In Glass Onion, the new Netflix sequel to the popular murder mystery Knives Out, a wealthy billionaire concocts a scheme to pipe explosive hydrogen gas into peoples’ homes. Spoiler alert: the consequences are deadly.

Shockingly, this scenario isn’t just Hollywood fiction. Faced with increasing pressure to look like they’re reducing climate pollution from their operations, “natural” gas utilities across the country are experimenting with blending hydrogen into their pipeline systems. The industry is pushing this scheme despite ample evidence that hydrogen is even more prone to leaks and explosions than methane gas, which already routinely hurts and kills people.


Hydrogen is seen by many as a potential source of clean energy, because it doesn’t release any greenhouse gasses when it is burned. (Though just like methane gas it does release nitrogen dioxides – a key driver of asthma and other respiratory health problems.) If we were able to produce hydrogen with clean electricity like wind and solar (still a big “if,” considering that 99% of current hydrogen is produced by burning fossil fuels like methane), it could be an option for reducing climate pollution from sources that currently use lots of fossil fuels — industrial processes, planes and cargo ships, for example.


But regardless of how it is produced, hydrogen has a giant skeleton in the closet — it’s highly explosive. Hydrogen is a smaller molecule than methane, which makes it more likely to leak from holes in pipes in our homes and can contribute to “embrittlement” of steel pipes. And once hydrogen leaks, it can ignite more easily than methane gas.
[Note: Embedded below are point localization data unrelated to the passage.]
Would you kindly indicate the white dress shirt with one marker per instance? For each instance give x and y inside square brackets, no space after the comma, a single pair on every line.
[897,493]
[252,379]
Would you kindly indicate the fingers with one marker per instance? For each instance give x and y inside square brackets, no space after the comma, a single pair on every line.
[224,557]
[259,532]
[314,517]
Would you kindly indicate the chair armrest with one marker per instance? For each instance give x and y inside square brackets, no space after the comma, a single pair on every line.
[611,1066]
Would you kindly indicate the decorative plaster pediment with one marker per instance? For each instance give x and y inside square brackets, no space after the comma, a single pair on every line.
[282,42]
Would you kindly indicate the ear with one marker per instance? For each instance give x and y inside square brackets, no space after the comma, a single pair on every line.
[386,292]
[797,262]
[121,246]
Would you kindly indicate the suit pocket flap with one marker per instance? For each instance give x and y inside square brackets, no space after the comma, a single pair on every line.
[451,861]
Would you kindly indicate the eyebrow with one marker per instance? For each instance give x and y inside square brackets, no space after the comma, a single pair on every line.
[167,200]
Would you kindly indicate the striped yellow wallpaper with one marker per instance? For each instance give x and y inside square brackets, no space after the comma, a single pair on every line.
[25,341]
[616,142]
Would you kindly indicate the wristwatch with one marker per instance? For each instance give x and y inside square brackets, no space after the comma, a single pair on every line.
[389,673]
One study found that if hydrogen were used in homes to replace gas, the annual predicted number of explosions would more than quadruple

The elevated risks of explosions and the potential increase in air pollution from gas appliances has doctors and public health experts raising the alarm about hydrogen blending. The American Medical Association recently came out against the practice, warning that it “puts lives at risk.”
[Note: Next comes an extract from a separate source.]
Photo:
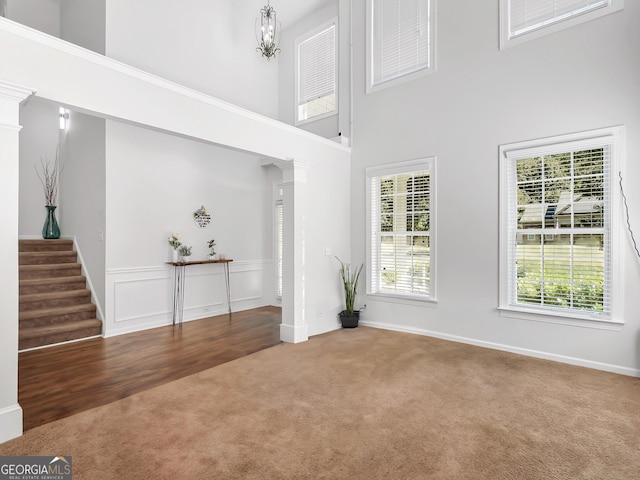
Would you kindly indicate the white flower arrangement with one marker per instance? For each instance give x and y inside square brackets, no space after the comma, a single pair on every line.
[175,241]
Despite these red flags, the gas industry is rushing forward with plans to blend hydrogen into their pipeline systems — usually without consent from their customers.

  • California regulators are considering a hydrogen blending request from utilities like Southwest Gas (which sells gas in Nevada and Arizona) and southern California-based utilities SoCalGas and San Diego Gas & Electric. Concerningly, the utilities are considering using University of California campuses in Irvine and San Diego, including student dorms, to test out the new gas.
  • In New York, National Grid is blending hydrogen into the pipelines serving the town of Hempstead.
  • In Utah, Dominion Energy is planning to begin adding hydrogen to their system in the city of Delta.

But people are fighting back. Oregon’s largest gas utility, NW Natural, was recently forced to withdraw their hydrogen blending plans in Eugene after pushback from community groups, including NAACP of Eugene-Springfield and Oregon Physicians for Social Responsibility and Beyond Toxics. NW Natural had targeted the experiment in a neighborhood that was disproportionately home to low-income families and communities of color.

​​“Eugene residents will not be forced to be guinea pigs for experimental and dangerous technology that perpetrates fossil fuel infrastructure, environmental injustices and more air toxics,” Lisa Arkin, executive director of Beyond Toxics, told the Oregon Capital Chronicle.

The truth is that we don’t need risky new technologies in order to reduce the contributions our buildings make to the climate crisis. Cleaner, safer all-electric heat pumps, water heaters and induction stoves are widely available right now, and are now even more affordable to install given federal tax incentives passed in the Inflation Reduction Act last year. It’s time to say no to the gas industry’s dangerous hydrogen schemes.